Department of Computer Science, University of York, York YO105DD, UK.
Neural Netw. 2010 May;23(4):541-50. doi: 10.1016/j.neunet.2010.01.001. Epub 2010 Jan 11.
Potential-based reward shaping has been shown to be a powerful method to improve the convergence rate of reinforcement learning agents. It is a flexible technique to incorporate background knowledge into temporal-difference learning in a principled way.
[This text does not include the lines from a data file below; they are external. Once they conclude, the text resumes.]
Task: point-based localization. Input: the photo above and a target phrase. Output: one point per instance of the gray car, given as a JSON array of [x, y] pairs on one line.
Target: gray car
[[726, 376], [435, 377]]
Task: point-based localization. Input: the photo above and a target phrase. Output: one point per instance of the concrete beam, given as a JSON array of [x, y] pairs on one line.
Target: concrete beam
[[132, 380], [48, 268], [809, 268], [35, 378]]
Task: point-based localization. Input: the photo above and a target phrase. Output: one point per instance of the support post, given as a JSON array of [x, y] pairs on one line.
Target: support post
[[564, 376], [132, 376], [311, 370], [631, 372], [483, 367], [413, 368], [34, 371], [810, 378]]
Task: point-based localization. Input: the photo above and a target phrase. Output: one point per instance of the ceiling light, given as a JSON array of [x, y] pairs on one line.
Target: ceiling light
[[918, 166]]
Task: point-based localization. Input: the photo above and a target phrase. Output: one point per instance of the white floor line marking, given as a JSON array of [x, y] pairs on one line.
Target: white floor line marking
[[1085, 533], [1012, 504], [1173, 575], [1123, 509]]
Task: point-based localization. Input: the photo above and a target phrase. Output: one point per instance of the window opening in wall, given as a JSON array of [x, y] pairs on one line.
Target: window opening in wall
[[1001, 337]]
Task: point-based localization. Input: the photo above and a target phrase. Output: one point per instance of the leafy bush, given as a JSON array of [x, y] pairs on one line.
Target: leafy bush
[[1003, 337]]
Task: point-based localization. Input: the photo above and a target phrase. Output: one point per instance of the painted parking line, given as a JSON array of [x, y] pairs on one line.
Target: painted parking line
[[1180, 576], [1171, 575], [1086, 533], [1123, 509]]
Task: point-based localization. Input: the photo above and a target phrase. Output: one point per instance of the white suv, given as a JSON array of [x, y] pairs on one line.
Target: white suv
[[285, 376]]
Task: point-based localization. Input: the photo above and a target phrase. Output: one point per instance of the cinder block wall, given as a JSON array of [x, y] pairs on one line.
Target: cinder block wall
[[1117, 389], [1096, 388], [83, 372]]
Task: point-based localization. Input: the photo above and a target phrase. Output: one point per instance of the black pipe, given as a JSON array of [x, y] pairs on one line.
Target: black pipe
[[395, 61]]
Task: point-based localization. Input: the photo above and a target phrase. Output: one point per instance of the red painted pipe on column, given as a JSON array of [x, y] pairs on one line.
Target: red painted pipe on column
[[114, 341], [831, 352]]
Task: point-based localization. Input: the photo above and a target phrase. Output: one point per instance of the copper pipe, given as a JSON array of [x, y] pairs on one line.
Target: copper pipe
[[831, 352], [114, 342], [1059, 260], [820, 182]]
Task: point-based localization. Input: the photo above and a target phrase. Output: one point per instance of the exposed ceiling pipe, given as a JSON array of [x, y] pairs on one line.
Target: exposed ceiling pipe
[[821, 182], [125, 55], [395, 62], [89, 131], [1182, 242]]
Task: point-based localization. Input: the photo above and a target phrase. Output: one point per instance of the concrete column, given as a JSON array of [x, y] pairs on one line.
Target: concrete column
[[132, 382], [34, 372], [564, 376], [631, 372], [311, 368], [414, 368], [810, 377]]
However, the question remains of how to compute the potential function which is used to shape the reward that is given to the learning agent. In this paper, we show how, in the absence of knowledge to define the potential function manually, this function can be learned online in parallel with the actual reinforcement learning process. Two cases are considered. The first solution which is based on the multi-grid discretisation is designed for model-free reinforcement learning. In the second case, the approach for the prototypical model-based R-max algorithm is proposed. It learns the potential function using the free space assumption about the transitions in the environment. Two novel algorithms are presented and evaluated.
基于势的奖励塑造已被证明是一种提高强化学习代理收敛速度的有效方法。它是一种灵活的技术,可以以一种有原则的方式将背景知识纳入时间差分学习中。然而,问题仍然是如何计算用于塑造奖励的势函数,该奖励被给予学习代理。在本文中,我们展示了在没有知识手动定义势函数的情况下,如何在线学习该函数,与实际的强化学习过程并行。考虑了两种情况。第一种基于多网格离散化的解决方案是为无模型强化学习设计的。在第二种情况下,提出了基于原型的 R-max 算法的方法。它使用关于环境中转换的自由空间假设来学习势函数。提出并评估了两种新算法。